The Kerala High Court on Thursday had held that provisions of the Micro, Small and Medium Enterprises Development Act, 2006 would not overthrow those of the Securitisation and Reconstruction of Financial Assets and Enforcement of Security Interest Act, 2002 with regards to recovery of secured assets.
Specifications under the MSMED and SARFAESI Acts
It then stated that in situations when any person is aggrieved by the course for recovery, adopted by the secured creditor under Section 13 of the SARFAESI Act, which provides for ‘Enforcement of Security Interest’, then they could approach the Tribunal constituted under the enactment, against the same, irrespective of whether the aggrieved person is a proprietor of an enterprise registered under the MSMED Act or not.
Justice K. Babu, after noting that Section 17 of SARFAESI Act (‘application against measures to recover secured debts’) is a ‘complete code’ which provides remedies to any person aggrieved by the measures taken by the secured creditor, observed that by virtue of Section 17 of the SARFAESI Act, the Tribunal is bestowed with a wide range of powers to interfere in case of any illegality.
Thus, the Tribunal has the power to consider whether the measures referred to in Section 13 which are resorted to by the secured creditors for the enforcement of the security interests, which should be in accordance with the provisions of the Act and its Rules.
He also noted that the Tribunal has the power to restore management or reservation of the possession of the secured assets of the borrower or any person aggrieved under the same. Thus it has the jurisdiction to examine the claims of the tenancy or leasehold rights upon the leasehold assets.
Background of the Case
In this case (Jayaprakash A. v. Union Bank of India & Ors.), the petitioner who is the proprietor of M/s.Evercool Enterprises, registered under the MSMED Act, had availed a credit facility from the first respondent Bank. When the petitioner defaulted in repaying the loan, the Bank initiated recovery proceedings under the SARFAESI Act, and the petitioner’s loan account was classified as a Non-Performing Asset (NPA).
Subsequently, the Bank issued notice under Section 13 of the SARFAESI Act, possession notice, sale notice. It also filed a plea before the Chief Judicial Magistrate’s Court, which in turn, appointed an Advocate Commissioner to take the physical possession of the mortgaged property. Although the petitioner had applied to the Bank for the constitution of a Committee under the MSMED Act, and for restructuring of the loan, the Bank ended up proceeding under the SARFAESI Act, without paying much heed to the said request.

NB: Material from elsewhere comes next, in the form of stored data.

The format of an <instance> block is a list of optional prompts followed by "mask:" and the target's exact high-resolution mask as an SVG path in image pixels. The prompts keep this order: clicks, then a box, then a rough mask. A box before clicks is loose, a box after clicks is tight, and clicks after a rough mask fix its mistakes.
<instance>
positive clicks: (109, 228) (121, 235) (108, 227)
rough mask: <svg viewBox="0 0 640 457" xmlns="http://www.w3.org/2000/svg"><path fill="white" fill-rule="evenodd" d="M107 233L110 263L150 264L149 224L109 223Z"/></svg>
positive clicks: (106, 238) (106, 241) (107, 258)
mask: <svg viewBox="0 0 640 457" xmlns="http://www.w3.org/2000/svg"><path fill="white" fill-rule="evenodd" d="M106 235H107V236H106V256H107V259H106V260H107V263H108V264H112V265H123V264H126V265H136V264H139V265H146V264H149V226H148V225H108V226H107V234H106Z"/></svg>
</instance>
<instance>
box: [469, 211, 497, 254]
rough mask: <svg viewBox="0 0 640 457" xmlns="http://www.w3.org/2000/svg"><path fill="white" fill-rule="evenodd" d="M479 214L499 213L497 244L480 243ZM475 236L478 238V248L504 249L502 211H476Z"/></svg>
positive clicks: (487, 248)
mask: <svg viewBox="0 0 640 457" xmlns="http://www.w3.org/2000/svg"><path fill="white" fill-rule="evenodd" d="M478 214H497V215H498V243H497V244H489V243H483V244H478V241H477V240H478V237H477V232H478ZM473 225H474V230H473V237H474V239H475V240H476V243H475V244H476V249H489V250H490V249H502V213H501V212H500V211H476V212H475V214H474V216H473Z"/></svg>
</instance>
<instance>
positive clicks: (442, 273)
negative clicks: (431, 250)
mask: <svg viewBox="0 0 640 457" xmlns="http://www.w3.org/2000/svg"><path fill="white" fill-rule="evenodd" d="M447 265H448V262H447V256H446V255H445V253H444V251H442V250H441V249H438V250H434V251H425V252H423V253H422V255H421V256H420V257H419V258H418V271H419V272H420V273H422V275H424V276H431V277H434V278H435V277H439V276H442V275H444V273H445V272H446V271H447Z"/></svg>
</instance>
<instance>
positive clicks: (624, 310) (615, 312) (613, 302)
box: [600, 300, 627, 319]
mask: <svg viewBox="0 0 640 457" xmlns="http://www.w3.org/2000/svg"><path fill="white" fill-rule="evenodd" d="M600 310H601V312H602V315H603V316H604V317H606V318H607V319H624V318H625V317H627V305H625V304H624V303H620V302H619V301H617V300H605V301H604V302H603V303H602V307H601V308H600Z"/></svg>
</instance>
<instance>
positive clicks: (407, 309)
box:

The petitioner challenged the course adopted by the Bank
The Counsel for the petitioner argued that Section 24 of the MSMED Act provides an overriding effect over other prevailing laws, therefore the provisions concerning the recovery, as provided in the MSMED Act, would prevail over the recoveries under the SARFAESI Act. Therefore, the petitioner claimed that banks and other financial institutions could not classify an account as NPA without resorting to the provisions of the MSMED Act.
The respondents’ counsel countered that the provisions of the MSMED Act only provides for a specific mechanism for adjudication of the dispute which involves the enforcement of certain other contractual and business terms on the parties, but it does not provide any priority for payments under the MSMED Act over the dues of secured creditors. They emphasised that the legislature had expressly provided for a legal framework exclusively on priority of payment of dues under the SARFAESI Act.
The Court’s Verdict
The High Court favoured the respondents’ argument and held that the framework in the notification referred to by the petitioner and the other provisions of the MSMED Act would not prevail over the statutory provisions of the SARFAESI Act, prescribed specifically for secured assets.
With regards to the perpetual mandatory and prohibitory injunction upon banks and other financial agencies from taking any action for the recovery from the petitioner under the SARFAESI Act, the Court was of the opinion that the same would have to be considered on the touchstone of the purpose of the SARFAESI Act.
The court relied upon a plethora of precedents including Radha Krishan Industries v. State of Himachal Pradesh & Ors (2021) and Varimadugu Obi Reddy v. B Sreenivasulu (2023), and ascertained that the statute was a complete code in itself, and that the Tribunal constituted under the Act was bestowed with a wide range of powers to interfere with any kind of illegality.